As of Monday morning there is still no verdict. Daily News
If found guilty does the court or the jury have much sentencing discretion? According to the current criminal code, it looks like the only possible sentence on either count is life without parole. Section 209a of the Calif. Penal Code prescribes life without parole in any kidnapping case in which the victim is held and detained or held for ransom if the kidnapping results in death of the victim. kidnapping code This would be true even if the jury does not necessarily believe Bill Cooks testimony that he did get a ransom note, which was subsequently lost. However, if the Penal Code in 1976 prescribed or allowed a lesser sentence, that code would apply. I'm not a lawyer and that would be beyond my couch potato research ability.
On the murder count, if the jury convicts and finds special circumstances, the only possible sentences are life without parole and death, but the prosecution has said it will not seek the death penalty. Section 190.2 of the Cal. Penal Code defines most of the special circumstances. special circumstances (scroll down) The one that would certainly apply to this case is number 10. The victim was killed to keep him from talking. Also, number 1, that the victim was killed for financial gain, would apply if the jury believes that they were trying to get money from the Cook family. Again, if the law was different in 1976, the penalty could be different.
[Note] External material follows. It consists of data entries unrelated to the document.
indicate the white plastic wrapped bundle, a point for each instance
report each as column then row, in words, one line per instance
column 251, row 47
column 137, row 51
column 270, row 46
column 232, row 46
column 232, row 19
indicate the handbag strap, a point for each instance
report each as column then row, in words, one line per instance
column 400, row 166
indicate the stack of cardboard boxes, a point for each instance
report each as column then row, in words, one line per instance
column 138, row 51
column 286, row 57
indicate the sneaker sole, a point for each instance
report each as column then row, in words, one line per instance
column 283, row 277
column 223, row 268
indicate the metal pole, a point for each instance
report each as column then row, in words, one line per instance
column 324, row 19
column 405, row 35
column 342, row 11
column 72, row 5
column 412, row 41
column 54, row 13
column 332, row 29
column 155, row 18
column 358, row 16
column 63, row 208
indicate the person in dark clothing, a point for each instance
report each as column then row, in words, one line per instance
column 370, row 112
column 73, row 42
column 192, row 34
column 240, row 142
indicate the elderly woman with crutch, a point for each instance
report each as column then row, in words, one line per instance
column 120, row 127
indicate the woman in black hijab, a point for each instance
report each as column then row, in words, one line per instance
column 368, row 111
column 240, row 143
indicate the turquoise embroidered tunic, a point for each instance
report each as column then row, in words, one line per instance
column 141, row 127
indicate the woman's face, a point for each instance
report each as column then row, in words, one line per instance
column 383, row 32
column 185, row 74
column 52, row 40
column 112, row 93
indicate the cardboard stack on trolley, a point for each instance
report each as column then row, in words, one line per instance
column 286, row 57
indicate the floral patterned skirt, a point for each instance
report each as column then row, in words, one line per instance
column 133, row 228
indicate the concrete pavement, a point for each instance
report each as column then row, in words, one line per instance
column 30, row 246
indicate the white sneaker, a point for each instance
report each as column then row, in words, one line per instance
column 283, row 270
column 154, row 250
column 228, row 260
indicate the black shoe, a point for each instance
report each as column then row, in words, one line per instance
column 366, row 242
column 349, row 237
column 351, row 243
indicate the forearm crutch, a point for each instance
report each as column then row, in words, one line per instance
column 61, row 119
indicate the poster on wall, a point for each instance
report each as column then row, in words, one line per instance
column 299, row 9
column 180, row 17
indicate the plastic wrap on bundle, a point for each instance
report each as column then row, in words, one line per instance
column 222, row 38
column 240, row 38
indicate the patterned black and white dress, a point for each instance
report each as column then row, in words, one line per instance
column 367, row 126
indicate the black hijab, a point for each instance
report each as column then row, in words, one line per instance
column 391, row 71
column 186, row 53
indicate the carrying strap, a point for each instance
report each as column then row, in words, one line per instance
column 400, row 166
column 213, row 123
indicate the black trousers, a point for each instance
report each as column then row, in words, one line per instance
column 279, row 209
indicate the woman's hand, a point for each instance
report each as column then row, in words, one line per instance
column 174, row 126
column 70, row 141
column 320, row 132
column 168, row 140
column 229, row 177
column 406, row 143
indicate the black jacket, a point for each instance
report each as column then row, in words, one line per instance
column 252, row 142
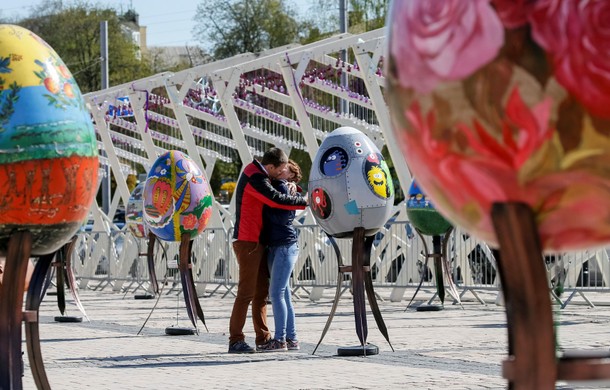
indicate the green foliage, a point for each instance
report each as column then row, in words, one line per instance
column 241, row 26
column 223, row 171
column 74, row 32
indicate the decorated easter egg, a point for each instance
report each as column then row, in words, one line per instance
column 133, row 212
column 48, row 148
column 506, row 101
column 350, row 184
column 422, row 214
column 177, row 197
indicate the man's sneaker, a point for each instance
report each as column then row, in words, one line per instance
column 240, row 347
column 292, row 345
column 272, row 346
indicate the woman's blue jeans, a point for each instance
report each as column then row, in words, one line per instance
column 281, row 261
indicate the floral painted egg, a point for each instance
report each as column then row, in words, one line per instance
column 133, row 212
column 498, row 101
column 422, row 214
column 48, row 148
column 177, row 198
column 350, row 184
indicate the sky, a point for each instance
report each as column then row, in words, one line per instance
column 165, row 25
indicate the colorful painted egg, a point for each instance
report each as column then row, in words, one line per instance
column 177, row 198
column 506, row 101
column 422, row 214
column 350, row 184
column 133, row 212
column 48, row 148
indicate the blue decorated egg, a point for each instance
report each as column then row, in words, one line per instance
column 48, row 148
column 350, row 184
column 423, row 215
column 177, row 197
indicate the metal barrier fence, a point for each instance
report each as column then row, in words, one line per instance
column 398, row 262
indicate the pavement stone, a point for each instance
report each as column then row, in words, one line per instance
column 450, row 349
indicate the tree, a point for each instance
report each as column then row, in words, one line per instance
column 363, row 15
column 240, row 26
column 74, row 32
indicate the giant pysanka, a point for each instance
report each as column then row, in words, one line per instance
column 48, row 149
column 177, row 198
column 350, row 184
column 496, row 101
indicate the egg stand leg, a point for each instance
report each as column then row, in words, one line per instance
column 340, row 275
column 11, row 301
column 357, row 270
column 188, row 284
column 453, row 291
column 34, row 297
column 531, row 341
column 424, row 270
column 150, row 260
column 370, row 293
column 65, row 276
column 69, row 275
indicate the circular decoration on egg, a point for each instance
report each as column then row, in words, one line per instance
column 334, row 161
column 378, row 176
column 320, row 203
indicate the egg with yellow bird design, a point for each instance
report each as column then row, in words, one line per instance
column 350, row 184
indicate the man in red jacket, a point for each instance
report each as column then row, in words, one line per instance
column 253, row 191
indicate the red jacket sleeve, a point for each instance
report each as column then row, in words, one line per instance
column 260, row 187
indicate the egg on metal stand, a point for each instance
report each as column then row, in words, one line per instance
column 134, row 220
column 177, row 204
column 427, row 221
column 48, row 167
column 351, row 196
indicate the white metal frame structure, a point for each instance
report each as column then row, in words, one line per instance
column 287, row 97
column 290, row 97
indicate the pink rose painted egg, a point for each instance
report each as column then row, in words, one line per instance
column 48, row 149
column 177, row 198
column 501, row 100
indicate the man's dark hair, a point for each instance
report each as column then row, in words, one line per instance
column 274, row 156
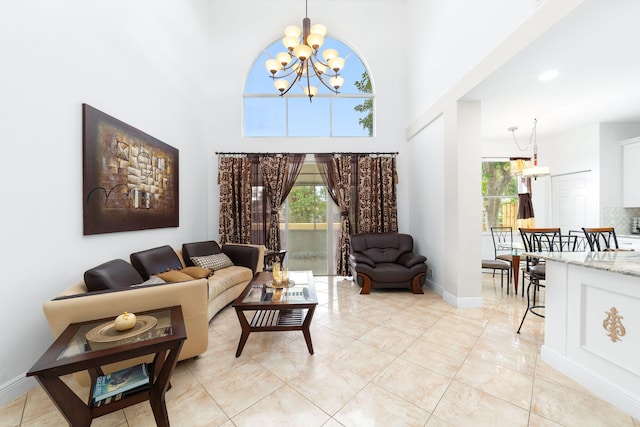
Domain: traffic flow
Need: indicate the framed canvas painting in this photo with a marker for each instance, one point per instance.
(130, 179)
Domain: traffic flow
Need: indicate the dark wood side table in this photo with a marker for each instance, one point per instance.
(273, 256)
(71, 353)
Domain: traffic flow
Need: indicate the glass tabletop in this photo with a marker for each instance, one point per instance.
(101, 334)
(300, 290)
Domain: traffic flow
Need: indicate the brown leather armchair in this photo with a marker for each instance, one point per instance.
(386, 260)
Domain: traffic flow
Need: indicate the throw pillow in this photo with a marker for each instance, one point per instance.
(197, 272)
(174, 276)
(214, 262)
(152, 280)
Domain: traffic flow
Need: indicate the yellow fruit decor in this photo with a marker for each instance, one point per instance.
(125, 321)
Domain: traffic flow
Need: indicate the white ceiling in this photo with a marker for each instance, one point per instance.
(596, 50)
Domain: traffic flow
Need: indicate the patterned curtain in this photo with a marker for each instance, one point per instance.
(377, 203)
(337, 175)
(234, 178)
(279, 173)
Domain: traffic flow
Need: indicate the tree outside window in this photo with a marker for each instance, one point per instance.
(499, 195)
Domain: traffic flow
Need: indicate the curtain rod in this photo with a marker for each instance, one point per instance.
(351, 153)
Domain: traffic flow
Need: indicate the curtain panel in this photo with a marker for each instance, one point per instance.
(234, 177)
(377, 202)
(337, 176)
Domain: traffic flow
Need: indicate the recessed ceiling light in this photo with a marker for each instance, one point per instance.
(548, 75)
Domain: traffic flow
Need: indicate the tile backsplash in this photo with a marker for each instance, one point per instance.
(620, 218)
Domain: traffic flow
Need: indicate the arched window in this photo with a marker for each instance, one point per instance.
(349, 113)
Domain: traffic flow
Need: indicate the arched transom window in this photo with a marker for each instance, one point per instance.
(349, 113)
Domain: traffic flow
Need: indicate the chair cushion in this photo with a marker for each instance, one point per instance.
(173, 276)
(198, 249)
(114, 274)
(495, 263)
(538, 271)
(214, 262)
(155, 260)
Would Nelson actually stay in prison until he is taken out feet first? Since the law giving the court the option of death or life without parole was enacted, I don't think anyone has been released. Governor Gray Davis didn't even release anyone with a 25 to life sentence, for fear of being attacked as a liberal wuss. However, I wouldn't count on it. The state is under a court order to reduce the prison inmate population and one report recommends that people who have served 20 years and are over 60 years old be considered for release even if their crime was murder (but not sex predators). I'm not optimistic about the California economy, and it is likely that the prison problems we have now will be as bad or worse in 20 years.
Another possibility is that the court will offer Nelson a post-conviction deal to testify against Suzanne Aubrey and any other possible defendants. This would make sense for the prosecution, because their case against Aubrey is not as strong.